“My Books Are About Killing God.”

From the best-selling trilogy of young adult books by Philip Pullman, comes His Dark Materials, a series created by the BBC and HBO and distributed by HBO here in the US.

Global warming was supposed to wipe me out. There’s more of me now than ever before. So, take that…

His Dark Materials is the overarching name of the trilogy of books entitled Northern Lights (1995) (published as The Golden Compass in North America), The Subtle Knife (1997), and The Amber Spyglass (2000).

The series follows the coming of age of two children, Lyra Belacqua and Will Parry, as they wander through a series of parallel universes.

Pullman’s books have been wildly popular in the UK, and he is quoted as saying that his books are subversive and are really about the overthrowing of Christianity in the West.

Well, that’s all great, Pullman, but a crazy German named Nietzsche beat you to the punch about 120 years ago.

He’s already been overthrown and you and your ilk have already won.

Good luck overthrowing those other ‘God’ guys, the Islamists, though!
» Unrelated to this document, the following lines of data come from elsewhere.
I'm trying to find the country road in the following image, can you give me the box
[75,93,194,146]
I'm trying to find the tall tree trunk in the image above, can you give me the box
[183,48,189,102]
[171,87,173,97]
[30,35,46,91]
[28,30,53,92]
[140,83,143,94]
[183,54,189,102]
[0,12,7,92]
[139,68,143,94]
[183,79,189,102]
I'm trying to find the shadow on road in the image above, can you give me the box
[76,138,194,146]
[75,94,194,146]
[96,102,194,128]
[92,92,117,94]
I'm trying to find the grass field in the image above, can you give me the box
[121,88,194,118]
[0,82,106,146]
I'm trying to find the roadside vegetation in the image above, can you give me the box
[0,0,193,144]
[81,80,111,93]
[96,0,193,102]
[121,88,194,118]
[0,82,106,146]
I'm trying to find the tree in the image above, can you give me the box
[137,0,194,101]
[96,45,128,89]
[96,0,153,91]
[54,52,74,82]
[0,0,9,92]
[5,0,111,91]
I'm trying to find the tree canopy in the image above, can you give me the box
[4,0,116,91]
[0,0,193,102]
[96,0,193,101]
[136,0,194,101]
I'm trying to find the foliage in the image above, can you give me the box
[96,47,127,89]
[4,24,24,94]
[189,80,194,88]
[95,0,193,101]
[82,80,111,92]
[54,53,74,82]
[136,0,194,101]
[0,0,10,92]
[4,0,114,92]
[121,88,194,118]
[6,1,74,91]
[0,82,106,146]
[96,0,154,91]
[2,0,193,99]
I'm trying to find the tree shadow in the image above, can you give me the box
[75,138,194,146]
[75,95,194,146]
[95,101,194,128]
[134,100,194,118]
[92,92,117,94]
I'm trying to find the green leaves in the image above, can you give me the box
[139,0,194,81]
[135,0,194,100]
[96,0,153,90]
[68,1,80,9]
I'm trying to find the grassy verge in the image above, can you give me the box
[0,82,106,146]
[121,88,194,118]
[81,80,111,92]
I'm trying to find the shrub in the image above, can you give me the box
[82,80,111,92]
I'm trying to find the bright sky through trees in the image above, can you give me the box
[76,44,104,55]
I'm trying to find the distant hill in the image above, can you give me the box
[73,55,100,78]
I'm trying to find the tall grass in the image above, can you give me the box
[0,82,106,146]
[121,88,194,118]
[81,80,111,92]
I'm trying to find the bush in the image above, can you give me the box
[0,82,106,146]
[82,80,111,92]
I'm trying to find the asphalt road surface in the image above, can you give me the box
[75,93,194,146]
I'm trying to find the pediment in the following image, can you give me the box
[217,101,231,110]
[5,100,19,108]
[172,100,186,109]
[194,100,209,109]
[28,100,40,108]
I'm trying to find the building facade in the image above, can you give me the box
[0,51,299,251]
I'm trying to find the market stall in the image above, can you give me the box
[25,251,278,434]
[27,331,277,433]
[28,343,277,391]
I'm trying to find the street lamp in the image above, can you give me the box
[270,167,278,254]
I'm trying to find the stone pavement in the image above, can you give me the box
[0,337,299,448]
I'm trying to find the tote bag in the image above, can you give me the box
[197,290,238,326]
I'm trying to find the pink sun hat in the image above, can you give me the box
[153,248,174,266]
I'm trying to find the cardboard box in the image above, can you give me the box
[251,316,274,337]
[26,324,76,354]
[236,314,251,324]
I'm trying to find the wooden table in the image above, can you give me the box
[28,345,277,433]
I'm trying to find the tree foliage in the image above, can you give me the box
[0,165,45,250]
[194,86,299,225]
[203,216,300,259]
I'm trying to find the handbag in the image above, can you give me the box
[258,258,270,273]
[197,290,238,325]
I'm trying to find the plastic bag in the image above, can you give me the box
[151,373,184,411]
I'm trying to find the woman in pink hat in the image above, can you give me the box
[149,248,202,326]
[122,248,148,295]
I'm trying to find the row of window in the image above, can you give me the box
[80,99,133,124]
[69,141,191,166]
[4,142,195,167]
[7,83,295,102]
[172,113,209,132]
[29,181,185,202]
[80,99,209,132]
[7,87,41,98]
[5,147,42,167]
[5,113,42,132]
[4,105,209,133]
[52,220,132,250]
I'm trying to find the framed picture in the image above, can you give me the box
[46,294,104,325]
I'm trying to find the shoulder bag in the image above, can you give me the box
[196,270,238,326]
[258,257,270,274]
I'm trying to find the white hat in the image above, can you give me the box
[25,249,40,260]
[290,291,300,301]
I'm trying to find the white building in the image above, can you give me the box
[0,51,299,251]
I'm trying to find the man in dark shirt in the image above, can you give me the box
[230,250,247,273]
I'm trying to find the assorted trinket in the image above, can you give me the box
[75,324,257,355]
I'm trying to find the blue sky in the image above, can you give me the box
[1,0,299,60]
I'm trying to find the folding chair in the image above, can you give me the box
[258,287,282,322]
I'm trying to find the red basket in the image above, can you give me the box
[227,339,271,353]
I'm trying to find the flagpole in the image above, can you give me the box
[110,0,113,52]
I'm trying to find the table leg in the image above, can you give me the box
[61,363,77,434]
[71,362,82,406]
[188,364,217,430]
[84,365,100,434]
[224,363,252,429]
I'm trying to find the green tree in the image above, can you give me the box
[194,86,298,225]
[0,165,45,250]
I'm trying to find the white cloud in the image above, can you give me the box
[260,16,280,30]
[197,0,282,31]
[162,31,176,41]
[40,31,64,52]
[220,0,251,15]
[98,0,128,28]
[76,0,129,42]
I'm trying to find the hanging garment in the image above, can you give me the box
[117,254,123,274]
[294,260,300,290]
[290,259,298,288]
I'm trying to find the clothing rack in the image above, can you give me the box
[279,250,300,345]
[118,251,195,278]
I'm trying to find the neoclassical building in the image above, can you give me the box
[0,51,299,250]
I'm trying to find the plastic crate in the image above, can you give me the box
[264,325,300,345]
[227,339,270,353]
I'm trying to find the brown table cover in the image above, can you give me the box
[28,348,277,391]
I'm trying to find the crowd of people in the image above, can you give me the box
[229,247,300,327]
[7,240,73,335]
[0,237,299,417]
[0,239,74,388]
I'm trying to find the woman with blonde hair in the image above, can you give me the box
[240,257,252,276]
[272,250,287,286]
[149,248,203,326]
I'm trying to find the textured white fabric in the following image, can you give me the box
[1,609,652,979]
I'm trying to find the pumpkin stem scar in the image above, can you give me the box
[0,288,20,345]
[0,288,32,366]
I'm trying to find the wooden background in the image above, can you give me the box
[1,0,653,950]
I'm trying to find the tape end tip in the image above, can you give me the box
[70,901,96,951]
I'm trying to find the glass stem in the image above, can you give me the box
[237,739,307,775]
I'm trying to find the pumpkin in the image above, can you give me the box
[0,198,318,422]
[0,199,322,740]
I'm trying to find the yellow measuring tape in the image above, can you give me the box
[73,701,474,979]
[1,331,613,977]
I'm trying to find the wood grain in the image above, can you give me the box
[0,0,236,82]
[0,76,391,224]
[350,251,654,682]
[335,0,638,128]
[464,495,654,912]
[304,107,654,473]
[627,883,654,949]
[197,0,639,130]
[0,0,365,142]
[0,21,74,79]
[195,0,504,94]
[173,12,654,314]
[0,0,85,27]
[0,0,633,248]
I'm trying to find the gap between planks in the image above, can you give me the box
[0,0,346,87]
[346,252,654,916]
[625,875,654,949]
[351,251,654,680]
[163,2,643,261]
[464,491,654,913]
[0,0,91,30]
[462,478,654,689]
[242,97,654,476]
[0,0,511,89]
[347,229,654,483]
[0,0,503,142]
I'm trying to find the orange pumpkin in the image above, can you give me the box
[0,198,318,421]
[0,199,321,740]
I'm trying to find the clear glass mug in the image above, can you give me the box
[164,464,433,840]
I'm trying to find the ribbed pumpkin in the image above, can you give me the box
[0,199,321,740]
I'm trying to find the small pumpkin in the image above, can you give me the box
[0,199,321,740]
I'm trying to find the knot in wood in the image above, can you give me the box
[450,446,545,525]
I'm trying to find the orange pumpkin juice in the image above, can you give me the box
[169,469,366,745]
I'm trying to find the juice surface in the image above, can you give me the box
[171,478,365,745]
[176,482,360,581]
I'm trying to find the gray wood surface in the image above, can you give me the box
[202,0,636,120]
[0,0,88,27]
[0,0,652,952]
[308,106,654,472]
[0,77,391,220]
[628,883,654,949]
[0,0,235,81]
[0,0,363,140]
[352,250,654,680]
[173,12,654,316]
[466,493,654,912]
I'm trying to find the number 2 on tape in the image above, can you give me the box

I don’t want to get in the way of HBO and the BBC, so here’s the trailer:

The Names Change, But the Agenda Stays the Same

I don’t care much for armored polar bears, talking animals, and parallel universes—we have enough trouble managing nonsense in this universe—and this series has all of that in spades.

Why are her eyes closed?

But it doesn’t look like this series is scrimping on the production value, the set pieces, or the sets in general.

On the other hand, they are leading with James McEvoy, the man who single-handedly ruined Professor Charles Xavier.

By the way, don’t confuse this with the 2007 film, The Golden Compass, directed by Chris Weitz and starring Nicole Kidman, Dakota Blue Richards, Daniel Craig (yep, James Bond was in this), Sam Elliott, Eva Green, and Ian McKellen.

You know, the film that cost $180 million dollars and grossed $400 million dollars worldwide and led to New Line Cinema—who previously had managed to almost not screw up both the Lord of The Rings trilogy and The Hobbit trilogy— to being restructured to avoid bankruptcy.

HBO Has to Do Something

We are now in the weird “in-between” time with HBO as a cable/streaming/on-demand service with the ability to produce and distribute high-quality original stories.

This is the network that brought you everything from The Larry Sanders Show to Pretty Little Liars and managed to not flop too badly the ending of most of their series, Sopranos, and Game Of Thrones aside.

The sound of the static is how you know it won’t be mediocre. At least, for the most part.

From the trailer, it doesn’t look like His Dark Materials will be a hit for HBO–I mean, how many young adults and kids are gonna watch this?–but it might be a neat little placeholder, like Carnival before it, that will give the platform time to find the next big hit.

It also doesn’t look like Pullman is going to get another crack at the Big Guy in the sky via HBO.

The HBO and BBC production of His Dark Materials, premiers Monday, November 4 on HBO.